As Google Trends turns 15 on Wednesday, it released the most searched for topics on the search engine over this time in South Africa.
A look at the list reveals that, among other things, South Africans use the internet to find the answer to pressing questions, stay informed on topical issues, connect to government services, keep up with their favourite public figures and look for work, food, entertainment, and health-related information.
Google Trends shed some light on some of the top Google searches in South Africa over the past 15 years.
The top five searched questions are: Where to stay, how to make money fast, how to make love, what is love and what is my IP.
The top five current affairs searches are: Load shedding, Coronavirus South Africa, National treasury, Election Results and Heritage Day.
The top five searched South Africans are: Cassper Nyovest, followed by Cyril Ramaphosa, then Julius Malema, Jacob Zuma and Bonang Matheba.
The top five searched international celebrities are: Kim Kardashian, Chris Brown, Justin Bieber, Lil Wayne and Christiano Ronaldo.
The top five sports events and tournament searches are: La Liga, Champions League, English Premier League, PSL standings and Rugby World Cup.
The top five job searches are: DPSA vacancies, Career Junction, Job Mail, Gumtree Jobs and Eskom vacancies.
The top five searched government services are: Home affairs, Department of labour, Department of Education, E-filing and Department of Home Affairs.
The top five searched educational services are: My Unisa, Google Scholar, UP portal, Puff and pass and University of Pretoria.
The top five searched “lyrics” are: All of me lyrics, Hallelujah lyrics, Adele’s Hello lyrics, Despacito lyrics and Thinking out loud lyrics.

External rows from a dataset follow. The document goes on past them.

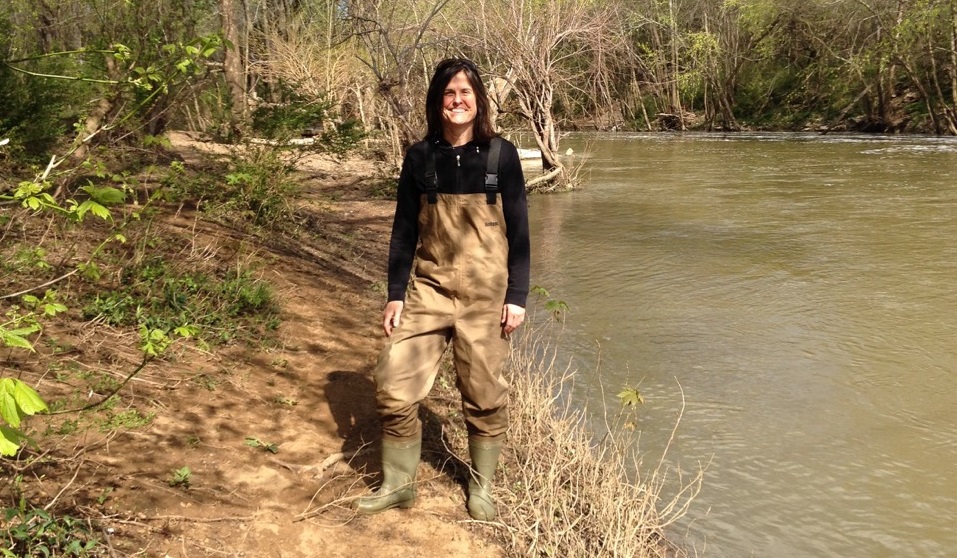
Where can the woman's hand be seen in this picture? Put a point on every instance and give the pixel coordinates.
(390, 316)
(512, 317)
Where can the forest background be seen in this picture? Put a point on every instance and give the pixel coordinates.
(101, 277)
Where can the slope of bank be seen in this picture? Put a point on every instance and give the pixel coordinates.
(257, 449)
(272, 436)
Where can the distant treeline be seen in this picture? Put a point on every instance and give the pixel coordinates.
(130, 68)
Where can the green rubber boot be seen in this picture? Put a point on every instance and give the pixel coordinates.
(400, 459)
(484, 454)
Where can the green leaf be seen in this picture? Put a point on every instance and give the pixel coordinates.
(11, 339)
(8, 406)
(27, 398)
(106, 196)
(631, 397)
(9, 441)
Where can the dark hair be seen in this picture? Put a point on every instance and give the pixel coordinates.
(482, 130)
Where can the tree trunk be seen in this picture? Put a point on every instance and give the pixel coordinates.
(233, 65)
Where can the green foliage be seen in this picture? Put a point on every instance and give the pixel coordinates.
(557, 308)
(181, 477)
(630, 397)
(257, 443)
(129, 419)
(36, 533)
(17, 401)
(163, 299)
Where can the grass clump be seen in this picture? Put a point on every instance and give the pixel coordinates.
(28, 532)
(562, 493)
(161, 295)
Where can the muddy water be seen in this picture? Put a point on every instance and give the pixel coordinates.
(802, 292)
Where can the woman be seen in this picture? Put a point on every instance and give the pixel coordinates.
(469, 238)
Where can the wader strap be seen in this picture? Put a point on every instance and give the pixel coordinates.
(431, 180)
(491, 173)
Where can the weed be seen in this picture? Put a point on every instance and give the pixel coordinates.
(33, 532)
(287, 401)
(257, 443)
(206, 381)
(127, 420)
(104, 495)
(180, 477)
(160, 296)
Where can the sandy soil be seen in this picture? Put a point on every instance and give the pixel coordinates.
(310, 394)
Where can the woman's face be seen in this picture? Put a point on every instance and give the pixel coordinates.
(458, 103)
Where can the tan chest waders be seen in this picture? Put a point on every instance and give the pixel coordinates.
(456, 297)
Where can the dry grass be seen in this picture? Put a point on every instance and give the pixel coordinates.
(562, 493)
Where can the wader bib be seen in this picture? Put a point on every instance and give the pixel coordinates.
(457, 296)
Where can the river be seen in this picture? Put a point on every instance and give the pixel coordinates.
(798, 293)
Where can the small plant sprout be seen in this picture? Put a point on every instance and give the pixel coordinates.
(257, 443)
(631, 397)
(17, 401)
(180, 477)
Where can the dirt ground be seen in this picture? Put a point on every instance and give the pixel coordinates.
(309, 394)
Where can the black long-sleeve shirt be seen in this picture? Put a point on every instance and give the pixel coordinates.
(460, 170)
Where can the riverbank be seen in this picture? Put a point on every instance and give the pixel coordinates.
(259, 450)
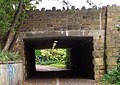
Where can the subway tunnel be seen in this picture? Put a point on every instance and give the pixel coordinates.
(81, 48)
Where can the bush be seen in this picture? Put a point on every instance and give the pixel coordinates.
(112, 77)
(9, 56)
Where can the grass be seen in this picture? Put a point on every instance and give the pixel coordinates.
(58, 65)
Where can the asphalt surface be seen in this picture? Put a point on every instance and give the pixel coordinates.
(49, 77)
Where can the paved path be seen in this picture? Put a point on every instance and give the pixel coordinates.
(48, 68)
(55, 80)
(59, 81)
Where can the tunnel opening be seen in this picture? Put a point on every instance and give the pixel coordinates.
(80, 58)
(52, 59)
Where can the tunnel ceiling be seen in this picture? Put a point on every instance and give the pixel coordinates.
(63, 42)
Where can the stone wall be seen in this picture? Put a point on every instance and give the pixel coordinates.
(113, 36)
(89, 21)
(74, 19)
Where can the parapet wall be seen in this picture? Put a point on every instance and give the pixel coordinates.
(71, 19)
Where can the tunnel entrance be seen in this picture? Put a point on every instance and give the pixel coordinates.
(80, 48)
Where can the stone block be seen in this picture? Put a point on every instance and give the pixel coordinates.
(98, 61)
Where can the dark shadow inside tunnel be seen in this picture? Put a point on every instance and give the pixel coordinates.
(81, 48)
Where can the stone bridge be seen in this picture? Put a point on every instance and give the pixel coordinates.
(90, 35)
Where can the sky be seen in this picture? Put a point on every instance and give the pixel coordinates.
(48, 4)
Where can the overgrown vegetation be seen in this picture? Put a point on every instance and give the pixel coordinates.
(113, 76)
(9, 56)
(53, 57)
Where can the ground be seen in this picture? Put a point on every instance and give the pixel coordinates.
(56, 80)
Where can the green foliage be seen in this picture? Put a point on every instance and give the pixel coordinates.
(9, 56)
(58, 65)
(112, 77)
(51, 56)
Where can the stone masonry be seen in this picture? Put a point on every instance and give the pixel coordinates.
(98, 23)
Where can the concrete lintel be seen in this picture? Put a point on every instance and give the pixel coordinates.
(61, 33)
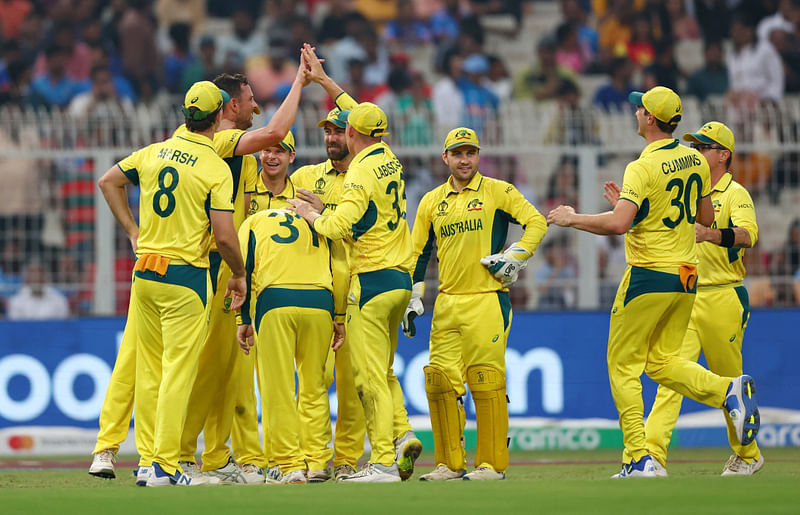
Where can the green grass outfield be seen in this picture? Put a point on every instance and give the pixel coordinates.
(538, 482)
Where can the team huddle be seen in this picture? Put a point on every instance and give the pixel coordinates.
(316, 272)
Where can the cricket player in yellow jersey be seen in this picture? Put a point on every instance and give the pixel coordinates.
(291, 305)
(664, 193)
(721, 308)
(407, 445)
(372, 214)
(184, 185)
(321, 185)
(467, 218)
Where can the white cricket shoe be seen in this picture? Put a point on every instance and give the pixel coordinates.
(643, 468)
(273, 475)
(295, 477)
(103, 464)
(142, 473)
(484, 473)
(375, 473)
(661, 470)
(342, 472)
(253, 475)
(407, 449)
(742, 407)
(736, 466)
(443, 473)
(192, 471)
(318, 476)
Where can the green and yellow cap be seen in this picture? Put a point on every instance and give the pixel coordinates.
(288, 142)
(461, 136)
(335, 117)
(206, 97)
(661, 102)
(713, 132)
(368, 119)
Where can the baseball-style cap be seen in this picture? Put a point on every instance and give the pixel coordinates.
(461, 136)
(288, 142)
(661, 102)
(206, 97)
(335, 117)
(713, 132)
(368, 119)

The top five food searches are: Romans Pizza, KFC menu, Nandos menu, Debonairs pizza and Ocean basket.
The top five health related searches are: banting diet, pregnancy signs, apple cider vinegar, NHLS login and symptoms of coronavirus.
Google said it processes more than 40 000 search queries every second. This translates to more than a billion searches per day and 1.2 trillion searches per year worldwide.